One remarkable feature of the P. calceolata genome is the presence of three genes carrying NIT domains (PF08376). This NIT domain was first described in bacterial nitrite and nitrate sensor proteins47. This sensor is an alpha-helical protein playing a signal transduction role in regulating gene expression, cell motility and enzyme activity in Klebsiella oxytoca48. In pico-nano algae, NIT-sensing domains can be associated with a serine–threonine/tyrosine-kinase domain, suggesting signal transduction according to intracellular nitrate/nitrite concentration, or surrounded by two transmembrane domains suggesting extracellular sensing. Even though NIT-sensing domains can be found across various phyla, homologs of P. calceolata NIT proteins are restricted to pelagophytes and dictyochophytes. The NIT genes in P. calceolata are highly expressed in subtropical Pacific N-depleted waters, suggesting that these proteins have a role in transcription regulation according to nitrate availability25. Our results suggest that NIT-sensing proteins respond differently to environmental nitrate depletion. We can hypothesize that the NIT-sensing protein overexpressed in nitrate-rich environments plays a role in the intracellular regulation of stored nitrogen, activating pathways when nitrate or nitrite stocks are sufficient. In contrast, putative extracellular NIT-sensing could be an environmental nitrate or nitrite sensor activated to regulate the expression of genes involved in the acclimation to low-nitrate conditions.
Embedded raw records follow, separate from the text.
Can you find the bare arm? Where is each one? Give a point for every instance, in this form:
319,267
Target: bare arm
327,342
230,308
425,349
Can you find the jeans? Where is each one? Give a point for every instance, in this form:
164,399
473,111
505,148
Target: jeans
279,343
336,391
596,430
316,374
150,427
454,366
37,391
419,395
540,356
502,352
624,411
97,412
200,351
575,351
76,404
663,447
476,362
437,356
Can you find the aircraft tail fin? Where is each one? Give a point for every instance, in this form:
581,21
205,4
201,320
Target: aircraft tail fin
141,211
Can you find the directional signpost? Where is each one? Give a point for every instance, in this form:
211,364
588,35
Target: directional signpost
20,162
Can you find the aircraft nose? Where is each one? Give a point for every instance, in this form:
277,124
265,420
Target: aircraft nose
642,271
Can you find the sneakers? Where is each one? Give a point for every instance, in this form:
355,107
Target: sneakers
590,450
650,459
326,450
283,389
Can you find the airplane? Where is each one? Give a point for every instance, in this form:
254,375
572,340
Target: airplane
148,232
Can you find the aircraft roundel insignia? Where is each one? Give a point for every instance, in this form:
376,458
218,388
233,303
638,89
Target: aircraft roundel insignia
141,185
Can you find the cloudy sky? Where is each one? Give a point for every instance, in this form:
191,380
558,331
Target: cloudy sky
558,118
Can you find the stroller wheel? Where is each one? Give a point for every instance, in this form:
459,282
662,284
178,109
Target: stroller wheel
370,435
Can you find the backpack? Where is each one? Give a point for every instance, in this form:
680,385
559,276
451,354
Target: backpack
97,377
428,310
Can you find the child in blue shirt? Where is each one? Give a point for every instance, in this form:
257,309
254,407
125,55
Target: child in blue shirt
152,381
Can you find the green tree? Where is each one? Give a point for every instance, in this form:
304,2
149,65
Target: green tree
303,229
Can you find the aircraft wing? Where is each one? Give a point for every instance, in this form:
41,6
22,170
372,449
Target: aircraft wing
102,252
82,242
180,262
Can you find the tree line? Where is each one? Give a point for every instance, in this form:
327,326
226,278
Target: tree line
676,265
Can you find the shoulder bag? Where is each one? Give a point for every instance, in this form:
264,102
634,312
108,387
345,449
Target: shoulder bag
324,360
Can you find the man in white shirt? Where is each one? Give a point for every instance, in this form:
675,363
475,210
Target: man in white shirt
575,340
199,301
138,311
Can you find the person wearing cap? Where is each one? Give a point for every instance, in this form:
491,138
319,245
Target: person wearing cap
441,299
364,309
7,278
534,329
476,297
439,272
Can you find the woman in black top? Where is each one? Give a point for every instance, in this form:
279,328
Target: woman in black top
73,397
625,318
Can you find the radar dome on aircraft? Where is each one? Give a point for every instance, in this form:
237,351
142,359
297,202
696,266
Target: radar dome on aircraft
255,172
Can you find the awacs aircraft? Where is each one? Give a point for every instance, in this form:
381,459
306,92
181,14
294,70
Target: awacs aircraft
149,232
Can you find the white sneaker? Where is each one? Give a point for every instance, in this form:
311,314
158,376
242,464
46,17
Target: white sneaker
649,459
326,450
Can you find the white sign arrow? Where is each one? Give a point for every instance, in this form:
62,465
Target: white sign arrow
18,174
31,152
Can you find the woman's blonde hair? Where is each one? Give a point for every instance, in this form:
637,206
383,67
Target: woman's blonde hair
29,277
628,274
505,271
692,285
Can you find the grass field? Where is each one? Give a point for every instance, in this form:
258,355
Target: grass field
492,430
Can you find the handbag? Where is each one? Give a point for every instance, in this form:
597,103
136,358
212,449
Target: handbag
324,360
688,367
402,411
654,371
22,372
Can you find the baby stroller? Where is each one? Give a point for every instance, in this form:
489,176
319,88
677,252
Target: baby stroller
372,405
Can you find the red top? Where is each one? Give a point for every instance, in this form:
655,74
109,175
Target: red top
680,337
In summary, due to its widespread distribution and its high abundance in the open oceans, Pelagomonas calceolata can serve as an ecologically-relevant model to study marine photosynthetic protists. We used the chromosome-scale genome sequence, mostly telomere-to-telomere, generated in this study to estimate its abundance in environmental datasets. We have shown that the P. calceolata genome has specific genomic features potentially explaining its ecological success in open oceans. Compared to the coastal Pelagophyceae A. anophagefferens, the P. calceolata genome contains specific genes involved in the acclimation to low-iron conditions. The large repertoire of genes involved in nutrient acquisition from the environment is coherent with its widespread pattern of relative abundance distribution across different environments. The ecological niche of P. calceolata suggests that this alga will benefit from the global climate change with the extension of oligotrophic regions and global ocean warming. Future studies could use the P. calceolata genome to explore adaptation and acclimation processes controlling the distribution and abundance of this alga.

Methods

Pelagomonas culture

Pelagomonas calceolata RCC100 culture was grown in 12:12-h light:dark photoperiod in K medium with natural seawater base at 20 °C. At the Roscoff Culture Collection, cells were kept at a light intensity of ~80 μmol photon m−2 s−1 and the volume of culture was ramped up to 1 litre in mid-exponential growth phase before harvesting. RCC100 culture was not axenic and grown in the presence of undefined bacterial microbiota.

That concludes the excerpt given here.